I admire those who are brave or crazy enough to be inside or wanting to go inside the political system. This is a system that needs a complete overhaul, a whole new operating system rather than just a reboot, a new system founded on transparency and citizen service.
It’s up to all of us to be bold and relentless in bringing about this change, and building a parliament that welcomes more young people, women, and visionary new voices. This requires people on the inside, challenging and reforming, supported by those of us outside who are pushing, pulling, and demanding, and creating alternative visions of how things can be.
Each of us has something special to offer in all of this. Each one of us has the power to leave a great legacy. Imagine when you are 90 years old.
Imagine it now……………
Imagine looking back on your life. How did you live it?
Did you play safe?
Or did you live a fearless life in service to bringing about a better world?
Maybe you have already made that choice and if so, you deserve our respect and support.
Looking back on my fifteen years of community work and campaigning I know I have made many mistakes. But I think I’ve learned a few things too and I want to share a few of them with you.
- Firstly, I think it’s important that our activism is rooted in self-knowledge, knowing our strengths, our weaknesses, and our passions, and deciding which issues to focus on. This is also about knowing our purpose. They say your purpose lies where your passions meet the needs of the world.
- I cannot stress the importance of self-care enough.
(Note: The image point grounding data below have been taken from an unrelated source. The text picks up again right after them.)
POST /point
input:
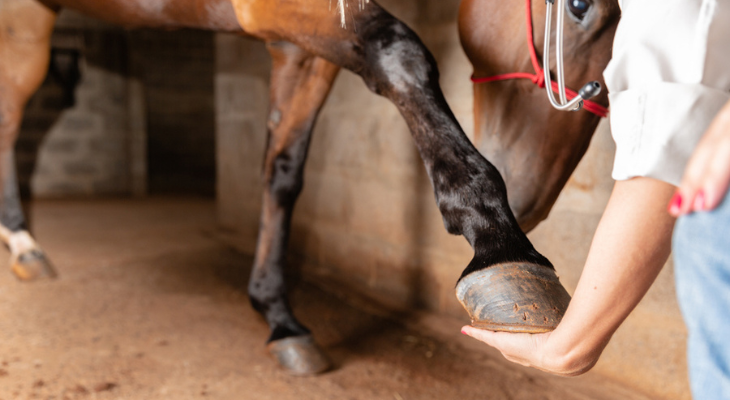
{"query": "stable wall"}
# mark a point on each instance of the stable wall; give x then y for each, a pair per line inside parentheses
(367, 217)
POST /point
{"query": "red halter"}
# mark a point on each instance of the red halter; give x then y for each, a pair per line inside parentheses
(538, 77)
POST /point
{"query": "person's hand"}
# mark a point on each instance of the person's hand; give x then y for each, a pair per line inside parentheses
(707, 176)
(534, 350)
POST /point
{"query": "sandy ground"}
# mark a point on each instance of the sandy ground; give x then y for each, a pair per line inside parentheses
(150, 305)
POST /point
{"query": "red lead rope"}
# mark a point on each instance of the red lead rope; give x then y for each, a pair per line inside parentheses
(538, 77)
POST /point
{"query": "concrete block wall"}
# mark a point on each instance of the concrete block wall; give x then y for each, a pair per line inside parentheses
(143, 119)
(81, 150)
(367, 217)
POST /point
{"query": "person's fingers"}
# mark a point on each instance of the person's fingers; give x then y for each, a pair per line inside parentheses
(707, 175)
(521, 348)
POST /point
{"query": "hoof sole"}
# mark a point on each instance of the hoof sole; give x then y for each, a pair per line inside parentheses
(514, 297)
(299, 355)
(32, 265)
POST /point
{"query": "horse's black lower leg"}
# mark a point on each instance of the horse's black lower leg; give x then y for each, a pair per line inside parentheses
(394, 63)
(299, 85)
(508, 285)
How can you be effective, how can you support and serve others, how can you inspire when you are depleted and exhausted as so many people in service are? It is therefore essential that you are as disciplined as an Olympian in rest, recovery, diet, and sleep.
- Nurturing yourself in nature, away from newspapers and social media can be part of this, as can meditation and mindfulness, and going out dancing with your friends. There was a reason Gandhi went on retreat after every great campaign he led in challenging the British Empire.
- You’ve heard of eco-warriors but keep an eye out for ego-warriors and try not become one. Ego is something we all have and you will encounter no shortage of people with egos as big as mountains. Our responsibility is to keep our own ego in check.
- There will be times when you doubt yourself and others might doubt you too. This is where self-belief and perseverance comes into play. You have to dig deep into your core and believe in yourself and your mission. Other people believing in us just isn’t enough.
- Ensuring integrity is at the heart of everything we do is critical. This means being truthful in our dealings and not compromising ourselves in exchange for power and profile. Our integrity and honour can be our greatest asset.
Now I’ve talked a lot about the power of the individual to create change and I truly believe in that. But make no mistake that behind every great leader, lies a great team, often a great partner, and certainly a community.
A focus on the individual is useful at times, but let’s remember that all great change happens because of community, because of the sum force of many voices, the people who help canvass and the people who help cook. We need to also remember that politicians are put there by us, at least most of them are, and just as we elevated them, we need to hold them accountable, and remove them if necessary.
Finally, it has been said that in the end, most things come down to a choice between love and fear. Fear is part of life and it can help us see danger ahead but it is also the thing that most cripples us, the thing that holds back our dreams, and the thing that is holding back our country from realising our huge potential.
Don’t ignore fear but instead use it. Have the courage to grab it by the horns and tell it that you aren’t going to bow to it. Let love be our guiding force, and together let’s reclaim our power, our politics, and our country.
So in those moments of fear, those dark times when it all looks too big, too overwhelming, remember that in the end it all boils down to courage. You have it inside you. We all do. Dig deep and stand tall. This is our time.